En el complejo, y solo a veces hermoso, equilibrio de lo establecido como natural entre los seres humanos, me parece singular y conmovedora la indudable atracción de las almas dañadas como la mía.
En el proceloso universo de las relaciones entre personas, donde la razón disputa a los sentimientos la capacidad de evaluar a nuestros semejantes, para acabar imponiéndose en la mayoría de los casos, ya que suele utilizar parámetros establecidos socialmente como correctos, me resulta muy agradable ver como seres emotivamente delicados se acercan a otros similares buscando una afinidad basada tan solo en los sentimientos.

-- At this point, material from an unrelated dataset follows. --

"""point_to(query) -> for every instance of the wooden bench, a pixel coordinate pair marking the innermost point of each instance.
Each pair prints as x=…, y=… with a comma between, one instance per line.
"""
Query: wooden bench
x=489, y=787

Y conocedores del poco arraigo social que les contempla, tienden puentes de unión, puentes de reconocimiento mutuo, para de ese modo, y tal vez, a través de experiencias análogas poder acercarse a uno mismo, con el fin último de comprenderse, tolerarse y en algunos casos recomponerse.
Esa voluntad, habitualmente efímera, de ver reflejado el afligido fondo de nuestras almas en los apesadumbrados ojos de los que nos son comunes, y mediante este conocimiento intentar, a golpe de solidaridad, salir adelante, me parece un recurso anímico brillante, puro y por otra parte totalmente necesario.

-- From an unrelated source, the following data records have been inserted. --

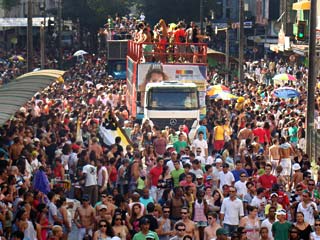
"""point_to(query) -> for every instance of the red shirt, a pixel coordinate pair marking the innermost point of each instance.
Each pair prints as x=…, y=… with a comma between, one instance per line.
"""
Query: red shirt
x=260, y=133
x=267, y=181
x=155, y=173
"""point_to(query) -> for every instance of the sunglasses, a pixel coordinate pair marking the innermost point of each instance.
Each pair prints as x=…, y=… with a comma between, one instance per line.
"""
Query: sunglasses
x=181, y=229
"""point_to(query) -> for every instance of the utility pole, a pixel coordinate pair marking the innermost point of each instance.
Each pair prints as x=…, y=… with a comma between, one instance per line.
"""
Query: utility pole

Y creo que esa estrategia es lúcida precisamente por ser ineludible pero refleja, y opino que es pura porque es ingenua, fuera de cualquier recurso basado en el razonamiento analítico y, por encima de todo conozco con seguridad que esa atracción tan solo está al alcance de las almas dañadas.
Ese deseo irracional de acercarse a seres humanos perjudicados emocionalmente solo está en poder de otros espíritus menoscabados, y lejos del conocimiento de los demás seres, dotados en principio de instrumentos emocionales mejor cimentados y más eficientes, aunque a mi modo de ver algo menos vitales.